Fred Wigg Tower isn’t among London’s 20 tallest buildings. In fact, at just 17 stories, it’s barely 155 feet tall. (In contrast, London’s tallest, the Shard, is more than 1,000 feet.) But what the East London public housing project lacks in height, it makes up for with location, location, location: The building has one of the best vantage points across London’s Olympic Park.
The tower, which hosted a rooftop battery of missiles during a test deployment in early May, is one of six sites chosen to have rooftop surface-to-air missiles during the 2012 Summer Olympic Games; it’s the first time that missile batteries have been positioned inside London since World War II.

British Army Gunners set up a Rapier air defense system at Blackheath, London, during Exercise Olympic Guardian, May 2012. Photograph by Cpl. Dylan "Bob" Browne, RAF; Crown Copyright.
The tenants of Fred Wigg tower block went to court to stop the missiles being placed on their rooftop, arguing that the installation would make their building a target for terrorist attacks. (They lost their court case.) Says David Enright, the residents’ lawyer, in this video from July 10, “The clear implication is that the Ministry of Defence now has the power to militarize the private homes of any person in Britain, so long as they can demonstrate that there is, in their view, a matter of national security in play.”
Not everyone is dismayed by the thought of missiles dotting London’s landscape.
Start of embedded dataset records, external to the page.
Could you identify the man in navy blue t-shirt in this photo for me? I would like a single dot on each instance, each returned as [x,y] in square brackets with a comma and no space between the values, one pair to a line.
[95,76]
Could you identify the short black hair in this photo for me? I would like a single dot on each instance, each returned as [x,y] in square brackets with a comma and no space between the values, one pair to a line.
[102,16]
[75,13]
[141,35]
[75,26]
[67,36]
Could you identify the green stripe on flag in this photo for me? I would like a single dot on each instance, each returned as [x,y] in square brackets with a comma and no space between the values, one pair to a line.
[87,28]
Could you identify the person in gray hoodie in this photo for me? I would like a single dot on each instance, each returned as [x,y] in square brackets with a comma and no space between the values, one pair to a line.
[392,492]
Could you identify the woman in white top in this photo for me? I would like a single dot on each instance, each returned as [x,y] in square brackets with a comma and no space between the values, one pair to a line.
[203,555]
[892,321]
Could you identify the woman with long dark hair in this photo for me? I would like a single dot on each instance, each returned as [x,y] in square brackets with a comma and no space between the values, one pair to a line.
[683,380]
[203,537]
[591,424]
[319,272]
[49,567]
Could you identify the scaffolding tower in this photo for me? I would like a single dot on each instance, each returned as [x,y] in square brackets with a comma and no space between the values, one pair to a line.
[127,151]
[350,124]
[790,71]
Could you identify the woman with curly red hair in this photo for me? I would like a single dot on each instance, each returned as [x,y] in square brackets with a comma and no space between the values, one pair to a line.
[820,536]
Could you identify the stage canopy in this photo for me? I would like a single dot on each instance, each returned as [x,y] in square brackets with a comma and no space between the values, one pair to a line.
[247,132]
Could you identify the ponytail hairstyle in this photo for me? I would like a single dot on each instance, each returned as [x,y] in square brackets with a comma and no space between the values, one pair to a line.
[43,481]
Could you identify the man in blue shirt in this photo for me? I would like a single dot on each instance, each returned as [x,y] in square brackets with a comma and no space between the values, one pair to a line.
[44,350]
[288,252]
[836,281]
The Telegraph reported that one Duncan Simpson posted video of himself at the controls of an anti-aircraft missile launcher on his Facebook page. “After a couple of points this evening the army kindly allowed my friend and I to have a play with their weapons of mass destruction up on Blackheath [south east London],” he wrote. The Rapier surface-to-air missile, with a range of five miles, is capable of shooting down a 747 passenger jet.